Rios was eligible to be sentenced as a youthful offender pursuant to Syllabus Point 4 of State v.
Turley, 177 W.Va. 69, 350 S.E.2d 696 (1986): “A person who has attained his or her sixteenth
birthday but has not reached his or her twenty-first birthday at the time of the commission of the
crime and who is convicted of or pleads guilty to aggravated robbery is eligible for suspension of
sentence and commitment to a youthful offender center under W.Va.Code, 25–4–6 [1975].” The
Legislature has stated that one of the goals of the youthful offender program is “to give better
opportunity to young adult offenders for reformation and encouragement of self-discipline.”
W.Va. Code 25-4-1 [1999]. Mr. Rios is a young adult offender who has demonstrated his
commitment to reformation and self-discipline by attaining a college degree and completing
twelve programs offered by Mount Olive.
“Compassion is still an element of the law. The quality of mercy should not be
strained on the facts before us.” People v.

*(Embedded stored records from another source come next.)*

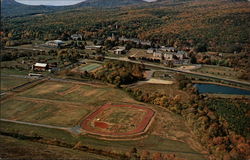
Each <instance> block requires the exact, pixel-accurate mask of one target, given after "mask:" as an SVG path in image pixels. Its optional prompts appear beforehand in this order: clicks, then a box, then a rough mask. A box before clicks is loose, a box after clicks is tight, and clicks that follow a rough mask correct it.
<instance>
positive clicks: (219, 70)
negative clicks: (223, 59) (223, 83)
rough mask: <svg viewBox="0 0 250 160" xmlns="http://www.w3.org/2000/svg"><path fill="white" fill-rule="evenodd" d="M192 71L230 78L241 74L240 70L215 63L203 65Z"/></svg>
mask: <svg viewBox="0 0 250 160" xmlns="http://www.w3.org/2000/svg"><path fill="white" fill-rule="evenodd" d="M194 71H195V72H199V73H204V74H210V75H216V76H218V77H223V78H231V79H238V77H239V75H240V74H241V72H240V71H235V70H234V69H233V68H229V67H222V66H215V65H203V66H202V67H201V68H199V69H196V70H194Z"/></svg>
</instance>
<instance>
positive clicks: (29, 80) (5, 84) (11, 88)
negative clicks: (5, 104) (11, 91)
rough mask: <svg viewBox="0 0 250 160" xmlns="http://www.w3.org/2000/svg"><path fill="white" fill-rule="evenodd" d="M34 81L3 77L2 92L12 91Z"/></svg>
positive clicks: (30, 80)
mask: <svg viewBox="0 0 250 160" xmlns="http://www.w3.org/2000/svg"><path fill="white" fill-rule="evenodd" d="M30 81H32V80H31V79H25V78H18V77H4V76H2V77H1V91H6V90H10V89H12V88H14V87H17V86H20V85H22V84H25V83H27V82H30Z"/></svg>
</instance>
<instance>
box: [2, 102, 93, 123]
mask: <svg viewBox="0 0 250 160" xmlns="http://www.w3.org/2000/svg"><path fill="white" fill-rule="evenodd" d="M89 112H90V110H89V108H88V107H87V106H84V105H83V106H81V105H74V104H63V103H59V102H49V103H48V102H46V101H38V100H36V99H21V100H19V99H15V98H13V99H9V100H7V101H5V102H3V103H2V104H1V118H5V119H11V120H18V121H24V122H32V123H39V124H48V125H55V126H63V127H71V126H74V125H76V124H77V123H78V122H79V120H80V119H81V118H82V117H84V116H85V115H86V114H88V113H89ZM68 115H70V116H68Z"/></svg>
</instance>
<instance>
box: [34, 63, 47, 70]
mask: <svg viewBox="0 0 250 160" xmlns="http://www.w3.org/2000/svg"><path fill="white" fill-rule="evenodd" d="M32 68H33V70H34V71H46V70H47V69H48V64H46V63H36V64H34V65H33V66H32Z"/></svg>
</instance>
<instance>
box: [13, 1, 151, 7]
mask: <svg viewBox="0 0 250 160" xmlns="http://www.w3.org/2000/svg"><path fill="white" fill-rule="evenodd" d="M16 1H17V2H20V3H24V4H28V5H53V6H64V5H72V4H77V3H79V2H83V1H85V0H16ZM145 1H148V2H151V1H155V0H145Z"/></svg>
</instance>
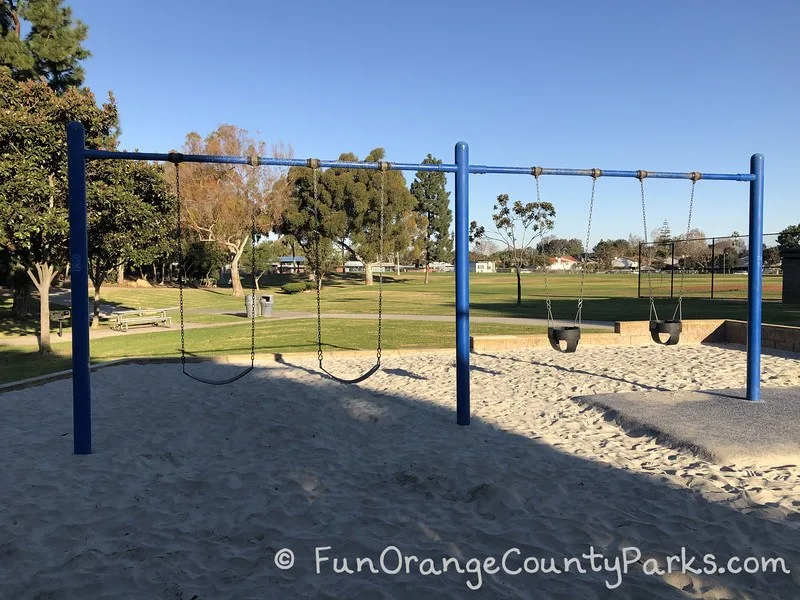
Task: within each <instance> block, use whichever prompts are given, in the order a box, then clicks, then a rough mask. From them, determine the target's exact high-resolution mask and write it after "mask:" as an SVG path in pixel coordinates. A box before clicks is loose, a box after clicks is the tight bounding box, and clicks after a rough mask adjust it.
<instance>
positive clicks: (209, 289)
mask: <svg viewBox="0 0 800 600" xmlns="http://www.w3.org/2000/svg"><path fill="white" fill-rule="evenodd" d="M286 281H288V279H287V277H286V276H284V277H282V278H280V279H277V278H273V283H274V285H269V286H266V287H264V288H263V289H262V293H268V294H273V295H274V297H275V310H283V311H308V312H313V311H316V298H315V294H314V293H311V292H309V293H300V294H291V295H289V294H284V293H283V292H281V290H280V284H282V283H285V282H286ZM710 281H711V277H710V275H687V276H686V279H685V281H684V296H685V297H686V298H695V299H696V300H697V301H698V303H692V305H693V306H695V307H703V308H698V309H697V310H698V311H700V312H701V313H702V316H701V317H697V318H703V317H705V316H713V314H714V312H715V311H717V310H719V311H720V318H742V317H743V316H744V315H745V314H746V308H745V305H744V303H733V304H732V303H731V302H728V300H730V299H732V298H734V297H739V298H740V299H741V298H743V297H744V296H746V293H747V277H745V276H742V275H717V276H715V288H716V295H718V296H719V297H720V298H719V299H718V300H717V301H711V300H706V299H705V298H700V297H698V296H707V295H708V290H710ZM780 282H781V280H780V278H779V277H778V278H774V277H773V278H770V277H765V279H764V292H765V298H768V297H775V295H776V293H777V295H778V296H779V295H780ZM652 284H653V292H654V295H659V294H661V295H663V294H665V293H666V294H668V293H669V285H670V284H669V273H664V274H661V273H655V274H653V275H652ZM548 286H549V288H550V293H551V297H552V298H553V299H554V300H555V302H556V304H557V306H558V308H559V309H563V310H564V311H565V313H566V315H567V316H570V313H572V312H574V308H572V307H571V306H572V305H574V304H575V300H574V299H575V298H576V297H577V295H578V291H579V288H580V276H579V275H576V274H551V275H549V276H548ZM679 288H680V274H676V275H675V282H674V289H675V294H676V295H677V292H678V290H679ZM642 290H643V292H644V294H647V281H646V277H644V276H643V279H642ZM377 295H378V294H377V285H375V286H372V287H368V286H365V285H363V284H362V283H361V279H359V278H357V277H351V276H347V277H342V276H332V277H330V278H326V280H325V284H324V286H323V297H322V310H323V312H330V313H362V314H374V313H376V312H377V310H378V298H377ZM522 295H523V304H522V305H521V306H519V307H517V306H516V303H515V302H516V278H515V275H513V274H505V273H502V274H473V275H472V276H471V277H470V305H471V310H472V313H473V314H475V315H480V316H518V317H544V316H546V313H545V305H544V299H545V294H544V276H543V275H542V274H541V273H531V274H524V275H523V278H522ZM383 296H384V297H383V307H384V311H385V312H387V313H394V314H430V315H446V314H453V312H454V306H455V291H454V276H453V274H452V273H434V274H431V277H430V283H428V284H427V285H426V284H424V283H423V275H421V274H419V273H408V274H405V273H404V274H402V275H399V276H398V275H387V276H386V277H385V283H384V286H383ZM584 297H585V298H586V299H587V300H586V304H585V310H592V316H591V317H589V316H587V317H586V318H591V319H597V320H603V321H614V320H619V319H621V318H628V319H630V318H633V317H631V316H629V315H630V314H631V312H630V311H633V314H635V313H636V311H637V310H638V308H637V307H638V306H639V305H640V304H642V305H644V306H645V308H644V312H645V313H646V312H647V308H646V307H647V300H641V299H638V298H637V277H636V275H634V274H591V273H590V274H587V276H586V282H585V288H584ZM102 298H103V301H104V302H107V303H111V304H114V305H116V306H119V307H120V308H137V307H143V308H164V307H169V306H177V305H178V290H177V289H175V288H162V287H154V288H145V289H140V288H117V287H111V286H108V287H104V288H103V289H102ZM593 299H594V300H597V301H598V303H597V305H596V306H595V307H594V308H593V309H592V308H590V305H591V304H592V302H591V300H593ZM603 300H613V301H614V302H612V303H608V302H602V301H603ZM618 301H625V303H624V304H623V305H619V304H618ZM663 302H664V303H665V305H669V304H670V303H671V302H670V301H669V300H664V301H663ZM184 304H185V307H186V311H187V315H188V316H189V317H188V318H189V319H190V320H191V319H194V318H195V315H196V311H197V310H202V309H218V310H223V309H227V310H235V311H242V310H244V301H243V299H241V298H233V297H232V296H231V293H230V290H229V289H226V288H198V289H187V290H185V292H184ZM767 304H769V303H767ZM737 307H738V308H737ZM765 310H766V309H765ZM640 312H641V311H640ZM781 312H782V311H781V309H780V308H778V309H772V310H770V315H771V316H775V317H776V318H781V317H780V314H781ZM637 318H638V317H637ZM645 318H646V315H645ZM686 318H692V317H691V316H689V315H687V316H686ZM198 322H201V321H198ZM780 322H785V320H781V321H780Z"/></svg>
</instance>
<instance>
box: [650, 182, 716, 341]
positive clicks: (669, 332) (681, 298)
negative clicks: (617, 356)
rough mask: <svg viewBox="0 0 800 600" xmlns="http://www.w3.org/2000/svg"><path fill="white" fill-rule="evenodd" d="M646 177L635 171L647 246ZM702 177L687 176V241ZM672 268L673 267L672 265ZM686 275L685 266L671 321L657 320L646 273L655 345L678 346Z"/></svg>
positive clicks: (656, 312)
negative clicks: (688, 178)
mask: <svg viewBox="0 0 800 600" xmlns="http://www.w3.org/2000/svg"><path fill="white" fill-rule="evenodd" d="M646 177H647V171H641V170H640V171H637V172H636V178H637V179H638V180H639V187H640V190H641V196H642V222H643V224H644V243H645V244H647V216H646V208H645V200H644V180H645V178H646ZM701 177H702V175H701V174H700V173H698V172H697V171H693V172H691V173H690V174H689V179H691V180H692V191H691V195H690V196H689V219H688V223H687V225H686V239H687V240H688V239H689V233H690V232H691V228H692V210H693V208H694V189H695V185H696V184H697V182H698V180H700V178H701ZM673 267H674V265H673ZM641 268H642V265H639V269H640V270H641ZM685 273H686V269H685V265H684V268H683V269H681V286H680V291H679V293H678V305H677V306H676V307H675V312H674V313H673V314H672V318H671V319H659V318H658V313H657V312H656V306H655V302H654V301H653V283H652V279H651V274H650V271H649V270H648V271H647V284H648V296H649V298H650V317H649V320H650V323H649V329H650V337H651V338H652V340H653V341H654V342H655V343H656V344H661V345H662V346H675V345H677V344H678V342H679V341H680V338H681V332H682V331H683V281H684V275H685ZM662 335H667V336H668V337H667V339H662V338H661V336H662Z"/></svg>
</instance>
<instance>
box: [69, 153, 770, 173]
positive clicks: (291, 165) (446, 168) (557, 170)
mask: <svg viewBox="0 0 800 600" xmlns="http://www.w3.org/2000/svg"><path fill="white" fill-rule="evenodd" d="M84 152H85V156H86V158H88V159H118V160H153V161H165V162H170V161H171V160H172V159H171V155H170V154H164V153H154V152H112V151H109V150H89V149H87V150H85V151H84ZM181 157H182V158H181V159H182V162H196V163H225V164H238V165H246V164H250V159H249V158H248V157H247V156H210V155H205V154H182V155H181ZM258 164H259V165H268V166H277V167H307V166H308V161H307V159H304V158H269V157H259V159H258ZM319 166H320V168H339V169H370V170H376V171H377V170H378V169H379V168H380V164H379V163H377V162H356V161H340V160H320V161H319ZM389 168H390V169H391V170H394V171H439V172H444V173H455V172H456V171H457V166H456V165H454V164H447V163H444V164H438V165H436V164H418V163H394V162H389ZM532 170H533V167H492V166H487V165H470V166H469V172H470V173H475V174H486V173H499V174H506V175H532ZM541 174H542V175H569V176H583V177H591V176H592V169H549V168H544V167H542V172H541ZM700 175H701V179H711V180H717V181H754V180H755V175H753V174H751V173H701V174H700ZM601 177H629V178H636V177H638V171H612V170H609V171H606V170H602V175H601ZM691 178H692V173H670V172H664V171H647V179H691Z"/></svg>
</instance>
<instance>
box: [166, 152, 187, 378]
mask: <svg viewBox="0 0 800 600" xmlns="http://www.w3.org/2000/svg"><path fill="white" fill-rule="evenodd" d="M170 160H171V161H172V163H173V164H174V165H175V195H176V197H177V200H178V306H179V310H180V320H181V365H182V367H183V368H184V369H185V368H186V334H185V332H184V327H183V225H182V221H183V218H182V215H181V204H183V202H182V201H181V167H180V155H179V154H177V153H174V152H173V153H170Z"/></svg>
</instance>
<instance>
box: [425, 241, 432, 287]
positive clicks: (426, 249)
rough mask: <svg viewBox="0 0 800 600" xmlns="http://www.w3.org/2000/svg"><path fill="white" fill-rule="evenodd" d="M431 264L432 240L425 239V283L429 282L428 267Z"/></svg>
mask: <svg viewBox="0 0 800 600" xmlns="http://www.w3.org/2000/svg"><path fill="white" fill-rule="evenodd" d="M430 264H431V246H430V240H425V283H428V269H429V268H430Z"/></svg>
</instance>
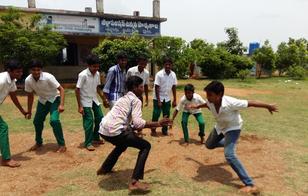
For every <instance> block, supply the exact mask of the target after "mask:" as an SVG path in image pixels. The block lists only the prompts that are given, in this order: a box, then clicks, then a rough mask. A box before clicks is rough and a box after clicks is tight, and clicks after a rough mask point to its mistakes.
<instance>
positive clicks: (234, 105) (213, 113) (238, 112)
mask: <svg viewBox="0 0 308 196" xmlns="http://www.w3.org/2000/svg"><path fill="white" fill-rule="evenodd" d="M207 106H208V107H209V110H210V111H211V112H212V114H213V116H214V118H215V120H216V125H215V129H216V132H217V134H218V135H219V134H220V133H223V134H226V133H227V132H228V131H233V130H238V129H241V128H242V125H243V120H242V117H241V115H240V112H239V110H240V109H244V108H247V107H248V101H247V100H240V99H236V98H234V97H229V96H223V97H222V101H221V106H220V108H219V112H218V113H217V112H216V109H215V105H214V104H213V103H210V102H209V101H207Z"/></svg>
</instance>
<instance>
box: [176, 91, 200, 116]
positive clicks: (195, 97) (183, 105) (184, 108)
mask: <svg viewBox="0 0 308 196" xmlns="http://www.w3.org/2000/svg"><path fill="white" fill-rule="evenodd" d="M205 103H206V101H205V100H204V99H203V98H202V97H201V96H200V95H199V94H197V93H194V94H193V98H192V99H191V100H188V99H187V98H186V96H185V95H183V96H182V97H181V99H180V103H179V104H178V105H177V107H176V110H177V111H180V110H181V109H183V111H184V112H189V113H191V114H197V113H201V109H187V108H186V107H187V106H189V105H190V104H194V105H201V104H205Z"/></svg>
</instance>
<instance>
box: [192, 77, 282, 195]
mask: <svg viewBox="0 0 308 196" xmlns="http://www.w3.org/2000/svg"><path fill="white" fill-rule="evenodd" d="M204 91H205V92H206V96H207V100H208V102H207V103H205V104H203V105H198V106H194V107H192V108H201V107H207V108H208V109H209V110H210V111H211V112H212V114H213V116H214V117H215V119H216V121H217V123H216V125H215V127H214V129H213V131H212V132H211V133H210V135H209V136H208V138H207V140H206V142H205V146H206V147H207V148H208V149H214V148H217V147H224V153H225V158H226V160H227V162H228V163H229V164H230V166H231V167H232V169H233V170H234V171H235V172H236V174H237V175H238V176H239V178H240V179H241V181H242V182H243V183H244V184H245V186H244V187H243V188H241V191H242V192H246V193H255V192H257V191H258V190H257V188H256V187H255V185H254V182H253V180H252V179H251V177H250V176H249V175H248V173H247V172H246V170H245V168H244V166H243V165H242V163H241V162H240V160H239V159H238V158H237V156H236V153H235V146H236V143H237V141H238V139H239V137H240V133H241V128H242V124H243V120H242V118H241V115H240V113H239V110H240V109H244V108H247V107H258V108H265V109H267V110H268V111H269V112H270V113H271V114H272V113H273V112H278V109H277V107H276V106H275V105H272V104H267V103H262V102H258V101H250V100H239V99H236V98H233V97H229V96H225V95H224V85H223V84H222V83H221V82H219V81H212V82H211V83H210V84H208V85H207V86H206V87H205V88H204Z"/></svg>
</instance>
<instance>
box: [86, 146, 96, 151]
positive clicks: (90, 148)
mask: <svg viewBox="0 0 308 196" xmlns="http://www.w3.org/2000/svg"><path fill="white" fill-rule="evenodd" d="M86 149H87V150H88V151H94V150H95V148H94V146H92V145H90V146H87V147H86Z"/></svg>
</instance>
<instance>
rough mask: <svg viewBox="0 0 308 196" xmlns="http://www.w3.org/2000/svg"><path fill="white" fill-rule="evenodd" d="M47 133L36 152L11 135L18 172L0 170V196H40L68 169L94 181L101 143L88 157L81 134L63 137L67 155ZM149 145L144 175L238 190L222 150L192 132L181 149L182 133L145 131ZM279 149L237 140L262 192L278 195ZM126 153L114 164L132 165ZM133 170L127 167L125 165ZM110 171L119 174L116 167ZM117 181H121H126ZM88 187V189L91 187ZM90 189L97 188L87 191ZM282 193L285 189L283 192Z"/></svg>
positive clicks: (261, 142)
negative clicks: (83, 142) (166, 136)
mask: <svg viewBox="0 0 308 196" xmlns="http://www.w3.org/2000/svg"><path fill="white" fill-rule="evenodd" d="M51 132H52V131H51V130H46V131H45V135H44V137H45V138H46V139H47V144H45V145H44V147H43V148H42V149H41V150H39V151H37V152H27V149H29V148H30V146H31V145H32V144H33V135H32V134H30V133H27V134H14V135H11V137H10V142H11V151H12V153H13V155H14V156H13V158H14V159H16V160H18V161H20V162H21V163H22V166H21V167H20V168H14V169H11V168H7V167H1V168H0V171H1V172H0V179H1V183H0V190H1V193H10V194H22V195H23V194H26V195H40V194H43V193H46V192H48V191H50V190H53V189H55V188H56V187H61V186H62V185H63V184H65V183H68V181H63V180H61V178H60V180H55V176H61V175H62V174H63V173H65V172H66V171H69V170H74V168H91V169H90V171H92V172H93V173H90V174H89V175H93V176H95V171H96V169H97V168H98V167H99V166H100V164H101V161H102V160H103V159H104V158H105V157H106V156H107V153H109V152H110V151H111V149H112V146H111V145H110V144H104V145H102V146H100V147H98V148H97V149H96V151H94V152H88V151H86V150H84V149H83V148H81V142H82V139H83V133H82V132H79V133H66V134H65V137H66V142H67V144H68V145H67V147H68V151H67V152H66V153H64V154H59V153H55V152H54V151H55V149H56V148H57V145H56V144H55V143H53V142H54V138H53V135H52V133H51ZM144 132H145V133H146V135H147V136H145V138H147V139H148V140H150V141H151V144H152V149H151V153H150V156H149V159H148V161H147V164H146V171H148V172H149V171H155V170H160V171H163V172H166V173H168V172H177V173H178V174H179V175H181V176H184V177H188V178H192V179H193V180H196V181H198V182H200V183H205V184H207V185H210V186H219V185H220V184H226V185H230V186H232V187H240V186H241V185H242V184H241V182H240V181H239V180H238V177H237V176H236V175H235V173H234V172H233V171H232V169H231V168H230V167H229V166H228V165H227V164H226V161H225V159H224V155H223V149H215V150H207V149H206V148H205V147H204V146H203V145H200V144H199V141H198V140H199V138H198V136H197V132H192V133H191V141H192V143H191V144H190V145H189V146H187V147H185V146H182V145H181V142H182V139H181V138H182V133H181V132H180V131H179V130H172V133H173V135H171V136H167V137H158V138H151V136H149V134H148V133H149V130H145V131H144ZM280 145H281V144H278V143H275V142H273V141H271V140H268V139H266V138H259V137H257V136H256V135H245V134H244V135H243V136H242V137H241V139H240V142H239V145H238V150H237V152H238V156H239V157H240V159H241V161H242V162H243V164H244V165H245V167H246V168H247V170H248V172H249V173H250V175H251V176H252V177H253V178H254V180H255V182H256V184H257V185H258V186H259V187H260V188H261V190H262V191H265V192H279V191H281V190H284V189H285V186H284V182H283V181H282V178H281V174H282V173H283V171H284V166H283V163H282V160H281V158H280V157H279V156H278V154H279V153H278V152H279V149H280V147H281V146H280ZM132 152H135V151H134V150H129V151H127V152H125V153H124V155H122V157H121V158H120V159H122V160H123V161H124V160H125V159H128V160H131V162H135V156H136V153H132ZM269 163H270V164H269ZM130 165H131V167H133V163H132V164H130ZM115 170H121V168H120V166H117V167H116V168H115ZM128 178H129V176H127V179H123V180H124V181H126V180H128ZM91 185H92V186H93V184H91ZM93 188H94V189H95V188H96V189H97V188H98V187H93ZM284 191H287V190H284Z"/></svg>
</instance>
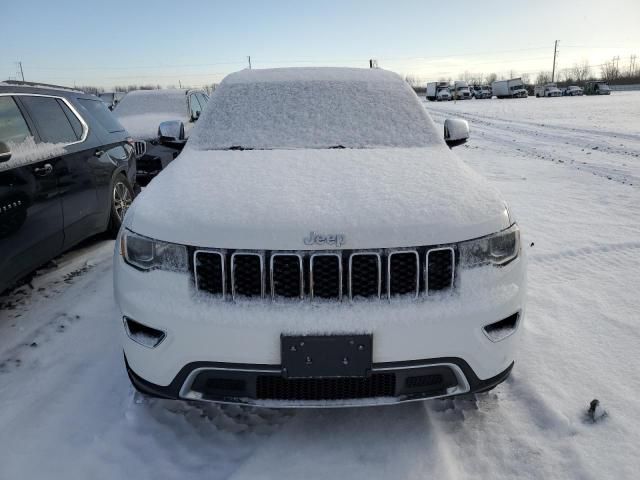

Monday, 70 Mich.App. 518, 523, 245 N.W.2d 811,
814 (1976). “Sometimes we need to mix a little mercy with justice.” Lawyer Disciplinary Board
v. Brown, 223 W.Va. 554, 678 S.E.2d 60 (2009) (Justice Ketchum, dissenting). I believe this is a
case in which the court needs to mix a little mercy with justice. Mr. Rios was twenty years old
when he committed one offense. He had no prior adult convictions, nor did he have a juvenile
record. Since his incarceration, Mr. Rios has earned a college degree and completed twelve
programs offered by Mount Olive. He has demonstrated his commitment to rehabilitation and I
believe his sixty-year sentence should have been reduced pursuant to his Rule 35(b) motion.
For the foregoing reasons, I respectfully dissent.